One of the pro-woman attributes of Judaism is that it is a matrilineal religion. According to the traditional Jewish viewpoint, Judaism is passed down through mothers. If one has a Jewish father, but a non-Jewish mother, according to the Torah, one is not Jewish. The mother is the only parent that counts when conferring Jewish status.

As a younger woman, I always found this to be a cool fact about Judaism. It led to fantasies about Judaism being a society of strong Amazonian warrior women, whose men were merely a necessary background component to creating a Jewish people. Women were the guardians of our faith; the keepers of future Jewish generations. In that light, men seemed almost superfluous.

And….scene!

After the marketing campaign wore off, I ran across some other interesting information that didn’t seem quite as empowering. At first, it was just tidbits here or there.

First of all, I learned that while indeed Judaism is based upon matrilineal descent today, before Har Sinai, the Jewish faith (belief in one God – the precursor to the formal establishment of the Jewish people) began and was passed down through the three Patriarchs Avraham, Yitzchok, and Yaakov. An article on MyJewishLearning says:

“Prof. Shaye D. Cohen is the Littauer Professor of Hebrew Literature and Philosophy at Harvard University, and he has written a book and several articles on this issue specifically. Cohen found that matrilineal descent evolved from an original policy of patrilineal descent. In the Torah, a person’s status as a Jew seems to come from his father. Joseph was married to a non-Jewish woman, and his children were considered Jewish. The same was the case for Moses and King Solomon. The change to a policy of matrilineal descent came in late antiquity.”

Also, although the mother’s status determines her child’s Jewish status, a child’s tribal affiliation (in today’s times this falls into the three categories of Yisroel, Levi, and Kohane) goes according to the father. Additionally, the customs that a family follows goes according to the husband/father (e.g. Ashkenzic, Sephardic, Litvak, Hasidic, etc.); with women switching from their father’s customs to their husband’s customs upon marriage (if those customs differ) and raising their children accordingly. The laws of inheritance and descent of the monarchy also go according to the father. By these examples, men do play a role in a child’s Jewish heritage.

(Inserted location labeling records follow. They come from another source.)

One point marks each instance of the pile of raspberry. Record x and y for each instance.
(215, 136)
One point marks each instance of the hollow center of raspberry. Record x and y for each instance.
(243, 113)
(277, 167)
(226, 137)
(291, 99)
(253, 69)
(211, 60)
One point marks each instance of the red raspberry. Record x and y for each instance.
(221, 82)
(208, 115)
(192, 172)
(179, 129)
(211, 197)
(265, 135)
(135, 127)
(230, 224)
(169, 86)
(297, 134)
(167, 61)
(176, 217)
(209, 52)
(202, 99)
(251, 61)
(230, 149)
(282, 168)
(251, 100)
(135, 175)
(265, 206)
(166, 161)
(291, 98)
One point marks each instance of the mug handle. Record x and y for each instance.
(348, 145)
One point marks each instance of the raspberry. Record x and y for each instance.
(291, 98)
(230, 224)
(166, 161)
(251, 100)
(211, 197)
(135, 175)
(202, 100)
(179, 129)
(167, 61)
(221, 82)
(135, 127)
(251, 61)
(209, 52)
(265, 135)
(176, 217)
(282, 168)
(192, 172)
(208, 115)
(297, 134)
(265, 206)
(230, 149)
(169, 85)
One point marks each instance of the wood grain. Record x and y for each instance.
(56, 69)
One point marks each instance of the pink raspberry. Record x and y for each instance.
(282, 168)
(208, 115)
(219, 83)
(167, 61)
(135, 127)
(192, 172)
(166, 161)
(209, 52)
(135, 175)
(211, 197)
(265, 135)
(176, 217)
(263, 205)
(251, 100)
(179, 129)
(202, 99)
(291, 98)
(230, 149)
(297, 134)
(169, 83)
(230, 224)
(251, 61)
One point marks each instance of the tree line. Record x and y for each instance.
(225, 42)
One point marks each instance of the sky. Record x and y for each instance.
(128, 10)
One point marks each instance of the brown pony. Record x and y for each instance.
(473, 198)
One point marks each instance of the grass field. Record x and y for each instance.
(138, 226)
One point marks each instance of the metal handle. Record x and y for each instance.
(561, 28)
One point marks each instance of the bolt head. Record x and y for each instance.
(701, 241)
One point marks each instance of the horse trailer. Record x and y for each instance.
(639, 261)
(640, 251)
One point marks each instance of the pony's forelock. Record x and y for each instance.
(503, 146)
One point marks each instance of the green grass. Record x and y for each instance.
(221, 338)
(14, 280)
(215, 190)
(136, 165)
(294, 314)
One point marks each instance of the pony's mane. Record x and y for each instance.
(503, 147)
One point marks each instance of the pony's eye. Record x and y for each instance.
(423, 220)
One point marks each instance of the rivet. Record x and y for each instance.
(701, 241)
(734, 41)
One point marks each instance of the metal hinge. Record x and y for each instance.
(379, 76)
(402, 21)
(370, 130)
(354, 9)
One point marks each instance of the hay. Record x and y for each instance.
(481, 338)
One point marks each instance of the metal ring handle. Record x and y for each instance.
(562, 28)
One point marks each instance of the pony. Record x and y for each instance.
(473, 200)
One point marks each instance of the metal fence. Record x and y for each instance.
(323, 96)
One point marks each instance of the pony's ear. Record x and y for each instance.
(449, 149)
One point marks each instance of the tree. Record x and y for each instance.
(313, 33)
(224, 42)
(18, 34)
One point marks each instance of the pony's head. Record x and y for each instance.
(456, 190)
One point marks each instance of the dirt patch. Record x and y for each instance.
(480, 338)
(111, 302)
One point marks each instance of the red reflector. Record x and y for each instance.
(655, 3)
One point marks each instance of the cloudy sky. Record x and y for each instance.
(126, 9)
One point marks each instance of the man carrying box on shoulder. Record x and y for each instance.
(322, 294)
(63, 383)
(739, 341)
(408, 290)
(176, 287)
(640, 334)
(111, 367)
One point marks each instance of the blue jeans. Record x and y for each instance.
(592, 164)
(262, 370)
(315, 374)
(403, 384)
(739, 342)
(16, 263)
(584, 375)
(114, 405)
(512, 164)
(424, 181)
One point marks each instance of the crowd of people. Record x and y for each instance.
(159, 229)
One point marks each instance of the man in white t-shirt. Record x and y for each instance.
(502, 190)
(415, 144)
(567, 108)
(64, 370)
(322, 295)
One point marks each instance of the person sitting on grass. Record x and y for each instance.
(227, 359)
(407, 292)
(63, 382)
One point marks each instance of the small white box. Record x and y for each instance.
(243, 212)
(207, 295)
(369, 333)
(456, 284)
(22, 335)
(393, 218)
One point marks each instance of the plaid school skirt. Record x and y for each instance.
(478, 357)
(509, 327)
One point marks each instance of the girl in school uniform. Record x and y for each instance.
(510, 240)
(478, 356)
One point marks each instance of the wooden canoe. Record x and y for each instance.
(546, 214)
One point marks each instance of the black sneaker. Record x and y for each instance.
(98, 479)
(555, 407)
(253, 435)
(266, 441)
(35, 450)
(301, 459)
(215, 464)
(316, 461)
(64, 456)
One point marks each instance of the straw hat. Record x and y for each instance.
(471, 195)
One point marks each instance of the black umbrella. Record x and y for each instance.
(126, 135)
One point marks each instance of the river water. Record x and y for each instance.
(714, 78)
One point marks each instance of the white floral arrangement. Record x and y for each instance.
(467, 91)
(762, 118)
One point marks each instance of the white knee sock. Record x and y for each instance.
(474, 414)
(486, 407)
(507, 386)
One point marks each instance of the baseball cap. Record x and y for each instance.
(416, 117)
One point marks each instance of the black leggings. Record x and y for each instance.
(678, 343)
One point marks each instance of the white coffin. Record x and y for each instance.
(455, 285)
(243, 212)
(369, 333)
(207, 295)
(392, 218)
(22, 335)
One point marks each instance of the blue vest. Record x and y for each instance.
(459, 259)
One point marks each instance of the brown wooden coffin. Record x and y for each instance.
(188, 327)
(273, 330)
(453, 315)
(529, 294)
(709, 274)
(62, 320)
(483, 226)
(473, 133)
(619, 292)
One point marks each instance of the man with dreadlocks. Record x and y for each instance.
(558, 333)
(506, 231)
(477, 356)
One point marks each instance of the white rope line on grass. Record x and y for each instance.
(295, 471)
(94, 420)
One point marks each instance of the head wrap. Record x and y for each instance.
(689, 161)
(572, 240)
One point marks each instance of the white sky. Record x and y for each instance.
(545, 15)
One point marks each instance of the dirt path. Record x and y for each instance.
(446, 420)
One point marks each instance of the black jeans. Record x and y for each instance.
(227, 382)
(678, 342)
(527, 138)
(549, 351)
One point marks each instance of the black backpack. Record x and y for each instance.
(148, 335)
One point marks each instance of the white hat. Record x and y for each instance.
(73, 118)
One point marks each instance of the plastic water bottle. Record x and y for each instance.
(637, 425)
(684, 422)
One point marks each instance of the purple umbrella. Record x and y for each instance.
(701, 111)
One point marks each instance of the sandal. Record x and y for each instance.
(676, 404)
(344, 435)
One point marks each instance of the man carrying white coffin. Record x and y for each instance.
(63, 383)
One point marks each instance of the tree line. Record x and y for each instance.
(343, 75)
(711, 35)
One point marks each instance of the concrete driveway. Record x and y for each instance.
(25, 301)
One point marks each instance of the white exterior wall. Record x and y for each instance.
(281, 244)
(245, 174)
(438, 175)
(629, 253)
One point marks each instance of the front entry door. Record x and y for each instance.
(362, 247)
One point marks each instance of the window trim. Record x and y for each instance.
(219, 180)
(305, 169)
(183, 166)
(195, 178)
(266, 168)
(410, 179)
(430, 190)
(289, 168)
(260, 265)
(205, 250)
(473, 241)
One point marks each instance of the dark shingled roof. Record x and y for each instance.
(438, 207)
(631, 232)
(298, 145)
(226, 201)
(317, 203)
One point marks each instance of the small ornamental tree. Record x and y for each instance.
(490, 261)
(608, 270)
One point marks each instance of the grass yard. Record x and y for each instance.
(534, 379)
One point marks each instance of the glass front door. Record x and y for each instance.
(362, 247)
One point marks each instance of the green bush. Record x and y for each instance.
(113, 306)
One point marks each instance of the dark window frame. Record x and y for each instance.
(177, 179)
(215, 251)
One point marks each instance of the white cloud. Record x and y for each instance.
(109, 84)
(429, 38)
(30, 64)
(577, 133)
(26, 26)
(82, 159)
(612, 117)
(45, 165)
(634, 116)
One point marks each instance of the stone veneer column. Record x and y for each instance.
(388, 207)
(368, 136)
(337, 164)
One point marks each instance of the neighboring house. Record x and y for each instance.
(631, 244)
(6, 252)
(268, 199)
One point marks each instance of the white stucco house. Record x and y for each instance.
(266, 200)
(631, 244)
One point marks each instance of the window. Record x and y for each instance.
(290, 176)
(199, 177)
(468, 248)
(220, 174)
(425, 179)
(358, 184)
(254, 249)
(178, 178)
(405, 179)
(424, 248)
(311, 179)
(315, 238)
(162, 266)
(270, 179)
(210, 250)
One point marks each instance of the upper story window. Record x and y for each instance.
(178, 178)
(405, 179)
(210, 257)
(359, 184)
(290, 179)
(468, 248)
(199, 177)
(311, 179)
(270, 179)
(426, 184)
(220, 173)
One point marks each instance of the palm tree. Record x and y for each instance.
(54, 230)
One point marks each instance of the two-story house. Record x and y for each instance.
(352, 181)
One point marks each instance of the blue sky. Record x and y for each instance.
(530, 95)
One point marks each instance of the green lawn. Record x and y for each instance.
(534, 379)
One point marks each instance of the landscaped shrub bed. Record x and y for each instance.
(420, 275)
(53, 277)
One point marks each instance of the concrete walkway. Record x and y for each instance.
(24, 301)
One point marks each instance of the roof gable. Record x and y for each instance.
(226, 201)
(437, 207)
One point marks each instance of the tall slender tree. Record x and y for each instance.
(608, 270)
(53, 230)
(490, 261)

There are certainly mystical reasons given for why mothers determine the spiritual identity of a child, whereas men determine their customs and religious educational path after birth. According to some rabbinic scholars, by growing and nurturing and suffering during labor for her child, a woman confers her essence to a baby in a profound way. She and her baby are one for nine months, and Judaism is genealogically transferred in a physical and spiritual sense from mother to child. This is an explanation for why the child of a woman who was gentile at conception, but converted during her pregnancy and was Jewish upon giving birth, is considered a Jewish baby. If a child gestates inside of a Jewish womb, even if the mother only became a Jew mid-way through the fetus’ development, that child is a Jew.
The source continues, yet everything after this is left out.